“La verdad no veo cómo es que ahora las cosas si van a cambiar... a ver dime, ¿Por qué tendría que ser diferente? ¿Qué tiene este que no tengan los otros? ¿Recuerdas a Rogelio? Aquel que por andar de enamorado y seguir a una muchacha me dejó a media calle y por poco me atropella un coche… ¿Y el tal Juan? que no daba una para encontrar una dirección y que me traía a la vuelta y vuelta desgastando mi bastón hasta que me entero que no sabía leer el muy bruto…No, no, la verdad no “veo” como pueda confiar en esa runfla de pelafustanes que malamente se hacen llamar lazarillos… ¡Yo ciego y ellos unos pillos buenos para nada!
Me llevan por donde se les pega la gana, después de pasar charcos e inmundicias mis zapatos apestan a todo lo que puedas imaginar; me arrastran en medio de multitudes y acabo todo lleno de moretones. Mira que no veo pero ¡Sí siento!
Se aprovechan de mi ceguera para robar mi dinero… ¡Se llevan todo lo que pueden! Y cuando reclamo me dicen que merecen todo eso y más. Porque yo sin ellos, sería un perfecto inútil que no podría llegar ni a la esquina…
En fin, no “veo” como pueda confiar en ellos…”
Esa era la sentida queja de un viejo ciego desconfiado de sus lazarillos quien no podía ser de otra manera. Pues como él mismo dice, “la burra no era arisca… los palos la hicieron”... tal como nosotros, ciegos de los malos lazarillos que a fuerza de palos han provocado que perdamos la credibilidad y la fe en las instituciones.
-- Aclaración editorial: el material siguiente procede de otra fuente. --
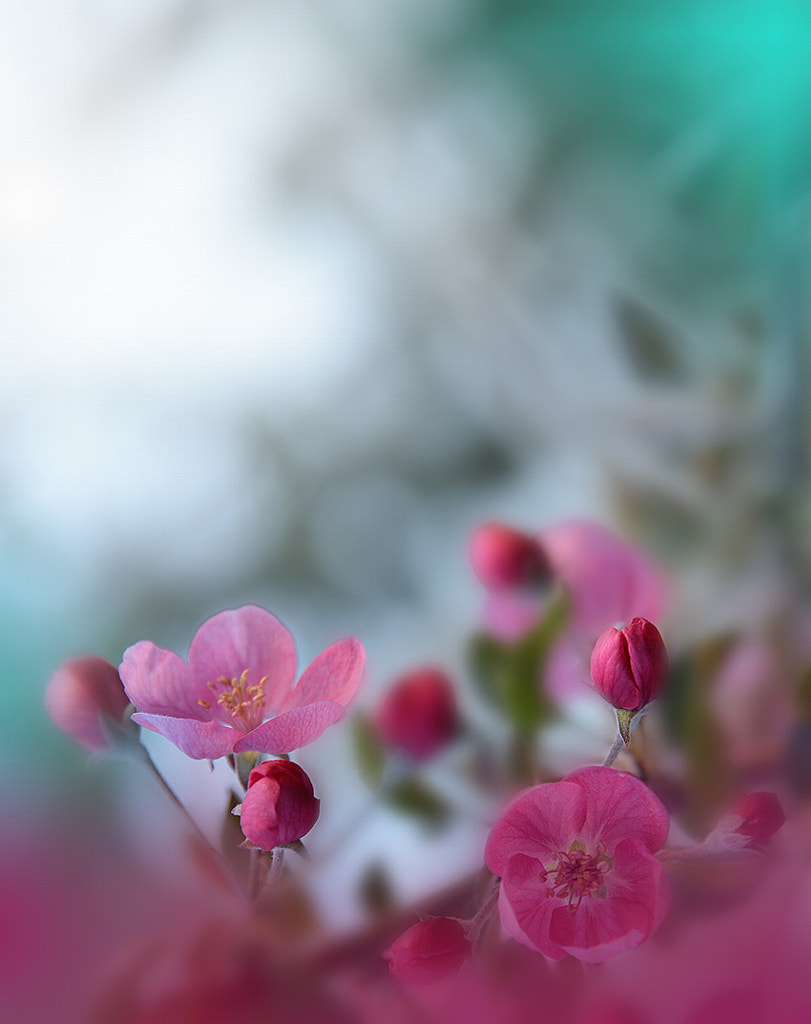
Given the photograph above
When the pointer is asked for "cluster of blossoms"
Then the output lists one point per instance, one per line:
(574, 867)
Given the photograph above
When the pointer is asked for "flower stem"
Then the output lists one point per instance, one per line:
(225, 870)
(614, 751)
(474, 927)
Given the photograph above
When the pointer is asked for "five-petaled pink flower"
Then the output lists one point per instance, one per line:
(577, 862)
(236, 692)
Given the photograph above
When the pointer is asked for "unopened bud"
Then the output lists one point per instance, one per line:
(504, 558)
(280, 806)
(629, 666)
(428, 951)
(80, 694)
(418, 716)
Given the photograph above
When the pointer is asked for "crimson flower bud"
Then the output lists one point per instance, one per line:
(418, 716)
(761, 816)
(280, 806)
(504, 558)
(629, 666)
(428, 951)
(79, 693)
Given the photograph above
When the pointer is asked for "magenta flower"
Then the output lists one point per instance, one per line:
(80, 694)
(418, 716)
(629, 666)
(577, 862)
(505, 558)
(280, 805)
(429, 950)
(608, 579)
(236, 692)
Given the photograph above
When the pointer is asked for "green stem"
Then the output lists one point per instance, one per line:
(220, 860)
(614, 751)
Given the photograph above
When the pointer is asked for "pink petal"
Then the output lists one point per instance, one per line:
(619, 805)
(334, 675)
(292, 729)
(524, 907)
(197, 739)
(246, 638)
(161, 683)
(637, 899)
(610, 581)
(540, 821)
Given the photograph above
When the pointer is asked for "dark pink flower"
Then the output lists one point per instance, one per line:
(629, 666)
(504, 558)
(418, 715)
(79, 693)
(609, 580)
(429, 950)
(753, 820)
(280, 805)
(577, 862)
(236, 692)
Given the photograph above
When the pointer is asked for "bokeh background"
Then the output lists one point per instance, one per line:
(296, 294)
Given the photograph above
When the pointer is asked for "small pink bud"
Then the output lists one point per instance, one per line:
(761, 816)
(418, 716)
(280, 806)
(429, 950)
(504, 558)
(79, 693)
(629, 666)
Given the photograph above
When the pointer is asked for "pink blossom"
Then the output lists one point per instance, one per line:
(429, 950)
(79, 693)
(609, 580)
(577, 862)
(753, 821)
(280, 805)
(236, 692)
(418, 715)
(505, 558)
(629, 666)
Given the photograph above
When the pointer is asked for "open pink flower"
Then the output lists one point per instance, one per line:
(236, 692)
(577, 862)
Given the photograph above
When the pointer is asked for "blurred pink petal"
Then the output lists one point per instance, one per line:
(609, 580)
(79, 693)
(240, 672)
(292, 729)
(197, 739)
(577, 865)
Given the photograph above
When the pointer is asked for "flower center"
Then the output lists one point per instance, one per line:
(578, 873)
(242, 701)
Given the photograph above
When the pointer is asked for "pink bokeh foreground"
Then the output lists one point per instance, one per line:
(665, 881)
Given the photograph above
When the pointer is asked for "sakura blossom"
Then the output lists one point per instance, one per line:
(236, 691)
(280, 806)
(418, 716)
(629, 666)
(575, 857)
(429, 950)
(80, 694)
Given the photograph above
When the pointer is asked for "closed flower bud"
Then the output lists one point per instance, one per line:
(418, 716)
(629, 666)
(79, 693)
(504, 558)
(428, 951)
(280, 806)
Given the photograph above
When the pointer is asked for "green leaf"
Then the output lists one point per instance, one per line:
(375, 890)
(510, 675)
(369, 752)
(415, 798)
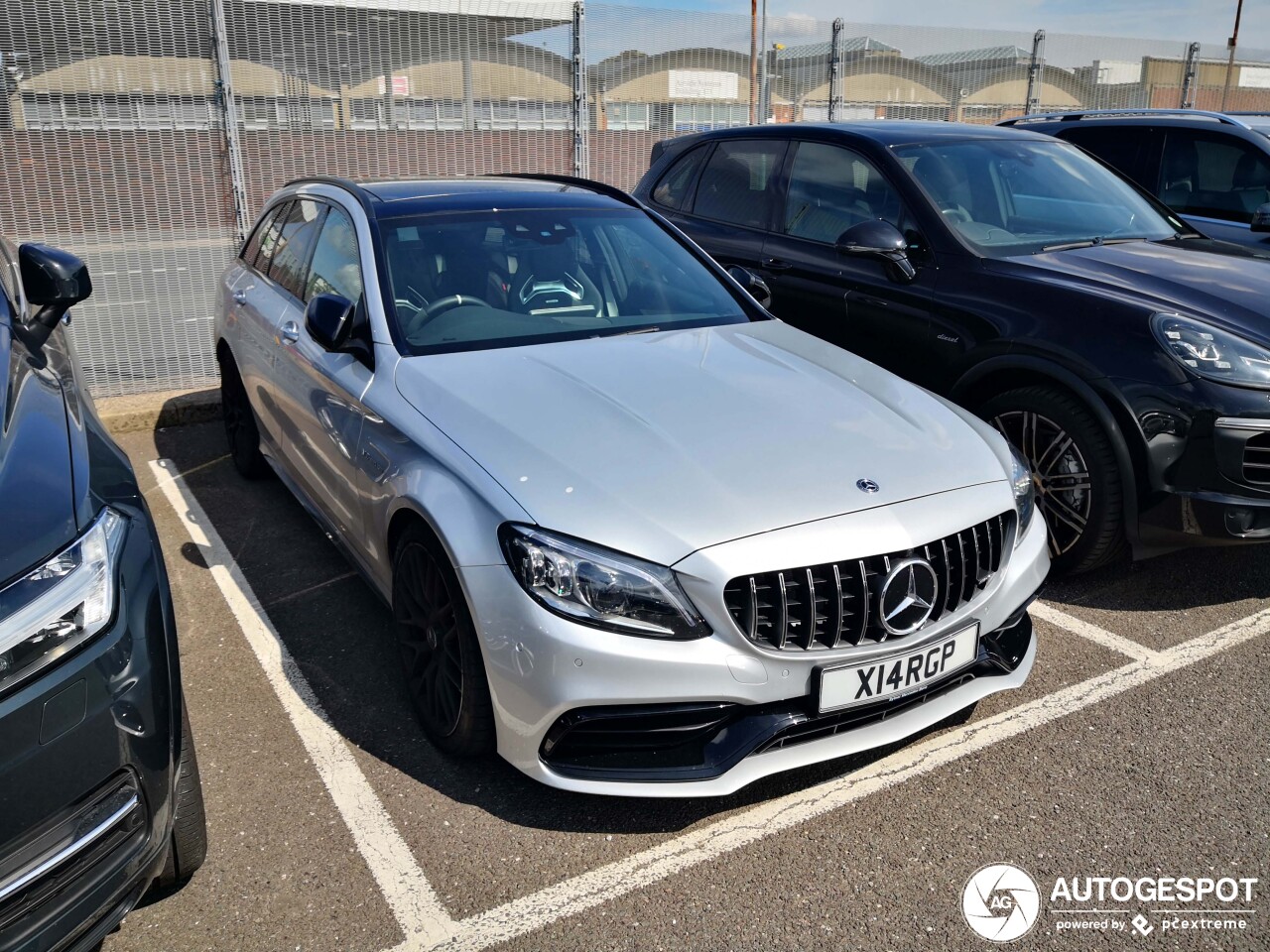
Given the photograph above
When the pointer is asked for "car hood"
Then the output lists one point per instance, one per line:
(37, 495)
(1194, 276)
(662, 443)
De ahí que el contraste entre el exitoso rescate de los 33 mineros chilenos y nuestra tragedia en la mina de Pasta de Conchos haya provocado fuertes críticas respecto de la actuación de las autoridades. Se hayan hecho las cosas bien o mal no importa. Como quiera “juan se llaman” porque la percepción es lo que cuenta.
Sin ser un experto en la materia me queda claro que la técnica chilena no hubiera podido aplicarse en la mina mexicana entre otras razones por la presencia del gas metano que al explotar fue la causa última de la catástrofe. Y digo la “última” porqué antes del accidente debieron presentarse graves fallas en las medidas de seguridad tal como con toda seguridad ocurrieron en la mina chilena. Dicen los expertos que “los accidentes no nacen… se hacen.”
Lo que también resulta evidente es que el manejo de la crisis chilena fue impecable y que el éxito del rescate derivó de un liderazgo efectivo que permitió la coordinación, la comunicación y la colaboración de todos los que participaron. Lamentablemente no se puede decir lo mismo del caso de Pasta de Conchos que provocó en los ciegos, como yo, aún más desconfianza en los lazarillos. Sin embargo hay otro aspecto que no requiere explicación que me hizo notar una amiga lectora en la siguiente reflexión…
“Siento una gran alegría por el pueblo Chileno. Están borrachos de felicidad. Un final feliz en un mundo donde solo escuchamos catástrofes, donde los muertos son solo estadísticas. Un mundo donde hemos prohibido a la imaginación y al corazón ver más allá. Porque no queremos sufrimiento, ni saber quiénes eran, ni qué hacían, ni quiénes les amaron.
Sin embargo surge un milagro. Que nos saca del entumecimiento emocional y poco a poco nos contagia. Que hace importante la vida de esos 33 hombres y nos lleva a imaginar sus pesares, a conocer sus nombres, sus familias, sus amores. Y así el tan esperado rescate llega y rescata a muchos más de esos 33.” Nay Marrufo
Y es verdad, ese es el legado. Se rescata la vida de 33 mineros pero también el espíritu y la esperanza de millones en que las cosas buenas también ocurren.